Setback – Ceat Ltd – Patna HC – VAT – Clerical Mistake – Invoice – Penalty – TAXSCAN
Setback – Ceat Ltd – Patna HC – VAT – Clerical Mistake – Invoice – Penalty – TAXSCAN
In a major setback to Ceat Limited, the Patna High Court has confirmed a penalty imposed under Bihar Value Added Tax Act for clerical mistake in invoice resulting in failure to prove genuineness of transport.
The petitioner, Ceat Limited is engaged in the manufacture and sale of tyres, tubes and flaps and is concerned with a penalty order passed under Section 60(4) (b) read with Section 56(4) (b) of the Bihar Value Added Tax Act, 2005 (hereinafter referred to as ‘the Act’) after detention of a truck carrying goods at the integrated check post, Dhobi, Gaya, allegedly amounting to clandestine removal of goods.
The petitioner has a mother Warehouse situated at Patna and other branch Warehouses in the nearby State, one of which is situated at Ranchi in the State of Jharkhand. The contention is that by invoice produced at Annexure-1, stock transfer was made to the Warehouse at Ranchi and while the same was being transported in a vehicle as per the lorry receipt produced at Annexure-1/A, the same was detained and checked at the integrated check-post.

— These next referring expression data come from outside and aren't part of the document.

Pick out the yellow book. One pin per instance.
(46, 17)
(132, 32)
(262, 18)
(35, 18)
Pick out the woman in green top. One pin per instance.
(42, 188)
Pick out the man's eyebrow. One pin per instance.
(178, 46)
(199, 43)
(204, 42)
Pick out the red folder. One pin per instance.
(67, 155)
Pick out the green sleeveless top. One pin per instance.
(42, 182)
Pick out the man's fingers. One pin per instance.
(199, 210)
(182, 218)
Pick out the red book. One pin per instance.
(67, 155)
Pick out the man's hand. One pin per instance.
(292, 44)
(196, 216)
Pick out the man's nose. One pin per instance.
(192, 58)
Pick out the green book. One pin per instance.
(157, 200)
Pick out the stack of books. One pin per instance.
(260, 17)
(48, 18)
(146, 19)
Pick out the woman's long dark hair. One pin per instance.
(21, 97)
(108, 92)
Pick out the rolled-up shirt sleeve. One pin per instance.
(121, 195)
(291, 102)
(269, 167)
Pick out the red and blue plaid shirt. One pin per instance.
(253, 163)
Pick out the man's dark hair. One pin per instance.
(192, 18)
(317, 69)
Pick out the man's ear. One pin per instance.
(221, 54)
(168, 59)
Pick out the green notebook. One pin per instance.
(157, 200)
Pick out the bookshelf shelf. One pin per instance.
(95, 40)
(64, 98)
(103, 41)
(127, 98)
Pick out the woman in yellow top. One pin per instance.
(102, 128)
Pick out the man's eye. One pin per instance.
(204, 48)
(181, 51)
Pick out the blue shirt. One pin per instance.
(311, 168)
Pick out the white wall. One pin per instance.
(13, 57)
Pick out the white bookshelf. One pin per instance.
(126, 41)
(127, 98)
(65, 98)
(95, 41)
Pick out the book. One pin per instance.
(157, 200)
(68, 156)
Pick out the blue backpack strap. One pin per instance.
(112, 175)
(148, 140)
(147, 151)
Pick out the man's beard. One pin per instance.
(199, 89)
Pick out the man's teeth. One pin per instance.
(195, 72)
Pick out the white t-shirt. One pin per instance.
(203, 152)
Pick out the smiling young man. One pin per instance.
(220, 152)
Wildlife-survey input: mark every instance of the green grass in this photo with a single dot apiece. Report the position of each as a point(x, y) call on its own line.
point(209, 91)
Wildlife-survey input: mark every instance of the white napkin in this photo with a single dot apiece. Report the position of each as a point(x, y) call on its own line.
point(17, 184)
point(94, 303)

The driver of the truck produced Annexure-1, 1/A and Annexure-2 SUVIDHA Outgoing Form which had to be uploaded before the transport originated and the same produced on probable checking. The SUVIDHA Form at Annexure-2 had a different invoice number from that shown in Annexure-1.
The value and the quantity tallied with the invoice, but the invoice number was wrongly noticed as 002179; which was actually 002172. This was just a clerical mistake, the petitioner contended.
The detaining authority, however, rejected the contention of the petitioner and imposed penalty, as per the impugned order at the maximum prescribed under Section 60(4) of the Act.
The documents produced by the petitioner does not prove the genuineness of the transport as has been contended by the learned Government Advocate. The detention was in the early hours of 02.01.2015 and the invoice generated as Annexure-3 series with the supporting documents were generated after the detention; definitely on coming to know of the detention at the check-post and the mistake in invoice number as revealed from the SUVIDHA Form having been noticed by the Check-Post Authority.
The invoices are serially numbered and there is no evidence to show the last serial number of the invoice on the day on which the transport commenced. The identity in value is evident from the invoice and the SUVIDHA Form, but, however, the quantity as noticed in the notice is handwritten and not by the authorized signatory, the bench observed.
The Bench of K Vinod Chandran, Chief Justice and Rajiv Roy, Justice observed that Section 60(4) (b) applies Section 56 with necessary modifications. A penalty under Section 56(4) (b) is applicable when the individual responsible for the goods cannot adequately explain their proper accounting to the officer. The elements of Section 60(4) (b) in conjunction with Section 56(4) (b) are present in the current scenario.
Hence, finding no reason to interfere with the penalty imposed, the writ petition was dismissed by the Patna High Court.